The death of the legendary A-10 Warthog's father - Aviation Wings The death of the legendary A-10 Warthog's father - Aviation Wings

The death of the legendary A-10 Warthog’s father

A 10A

“There was a major in the Air Force… He saw the first couple of ones. He said, ‘Geez, that thing is as ugly as a warthog.’ And it stuck,” Elliot Kazan manager for the development of the A-10 Thunderbolt II

The person popularly recognized as the Fairchild Republic A-10’s founder passed away. In the 1970s, Elliot Kazan oversaw a group of roughly 500 employees as they created the renowned Warthog. He was 90.

According to Newsday, sepsis-related complications caused Kazan’s death on August 9.

According to his family, Kazan was raised in Queens and attended Polytechnic University to study aeronautical engineering, graduating with a bachelor’s degree in 1949 and a master’s degree in 1950. After a brief stint at Boeing, Kazan accepted a position in Farmingdale with the Republic Aviation Company, which ultimately changed its name to Fairchild-Republic.
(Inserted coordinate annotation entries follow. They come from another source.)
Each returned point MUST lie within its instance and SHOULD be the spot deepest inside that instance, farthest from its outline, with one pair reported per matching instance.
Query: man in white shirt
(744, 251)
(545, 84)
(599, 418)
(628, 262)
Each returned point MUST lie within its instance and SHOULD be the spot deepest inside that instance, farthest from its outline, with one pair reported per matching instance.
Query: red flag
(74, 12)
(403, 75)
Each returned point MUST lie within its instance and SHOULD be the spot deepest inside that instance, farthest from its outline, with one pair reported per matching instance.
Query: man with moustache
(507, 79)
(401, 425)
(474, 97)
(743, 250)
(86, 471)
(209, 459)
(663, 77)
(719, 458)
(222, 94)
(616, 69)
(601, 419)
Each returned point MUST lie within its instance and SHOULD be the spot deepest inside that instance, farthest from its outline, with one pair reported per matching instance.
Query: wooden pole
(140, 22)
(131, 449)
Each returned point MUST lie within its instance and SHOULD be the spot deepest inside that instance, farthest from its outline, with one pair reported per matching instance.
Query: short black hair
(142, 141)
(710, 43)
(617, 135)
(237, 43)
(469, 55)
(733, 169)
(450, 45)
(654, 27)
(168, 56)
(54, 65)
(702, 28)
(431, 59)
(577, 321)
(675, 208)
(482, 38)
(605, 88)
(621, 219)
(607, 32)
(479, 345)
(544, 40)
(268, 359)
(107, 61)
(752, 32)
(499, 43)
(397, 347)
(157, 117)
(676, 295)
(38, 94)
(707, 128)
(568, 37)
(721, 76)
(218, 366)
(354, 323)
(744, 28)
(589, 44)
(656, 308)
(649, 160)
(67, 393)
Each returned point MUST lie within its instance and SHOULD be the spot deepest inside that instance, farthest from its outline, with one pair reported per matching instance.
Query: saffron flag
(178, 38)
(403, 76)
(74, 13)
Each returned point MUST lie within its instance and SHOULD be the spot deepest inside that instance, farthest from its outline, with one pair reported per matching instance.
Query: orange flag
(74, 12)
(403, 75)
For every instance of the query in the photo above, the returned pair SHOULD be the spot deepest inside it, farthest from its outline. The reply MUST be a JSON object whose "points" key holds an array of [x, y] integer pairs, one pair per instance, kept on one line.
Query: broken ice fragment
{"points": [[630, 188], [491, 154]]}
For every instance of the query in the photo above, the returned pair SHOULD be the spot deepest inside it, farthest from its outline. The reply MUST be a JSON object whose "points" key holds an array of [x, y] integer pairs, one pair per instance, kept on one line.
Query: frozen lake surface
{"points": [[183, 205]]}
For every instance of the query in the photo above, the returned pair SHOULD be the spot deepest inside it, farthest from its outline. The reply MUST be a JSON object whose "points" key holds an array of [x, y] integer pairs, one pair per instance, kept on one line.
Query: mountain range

While employed there, Kazan was appointed project manager for the creation of the A-10 Thunderbolt II, also known as the “Warthog” due to its bulky and ungainly appearance.

“There was a major in the Air Force… He saw the first couple of ones,” Kazan told Newsday in 2003. “He said, ‘Geez, that thing is as ugly as a warthog.’ And it stuck.”

In October 1975, the first A-10A produced was delivered to Davis-Monthan Air Force Base in Arizona. In the 1970s and 1980s, more than 700 A-10 Thunderbolt II airplanes were produced. In September 2007, the upgraded A-10C achieved initial operational capability. The U.S. and its allies have found great value in the combination of its vast and diversified ordnance load, lengthy loiter time, precise weapons delivery, austere field capability, and survivability. The aircraft is equipped with a seven-barrel GAU-8/A 30mm Gatling gun, with a maximum rate of fire of 3,900 rounds per minute, which can be used to take out tanks among other targets.

“He heard one guy after another say to him, ‘That plane saved my life. It was full of holes and it still flew me back safely,” Kazan’s wife of 55 years, Dorothy, said. “It was the love of his life, that airplane.”

Kazan was even more devoted to his family, which included his two daughters, according to relatives.

“He would work 16 hours and he would come home and there was no running and hiding or anything like that… He would have the girls out sleigh riding,” said his son-in-law, Stephen Kazan, who took his family’s name. “He was a dad first and an engineer second… He was one of those guys who got it right.”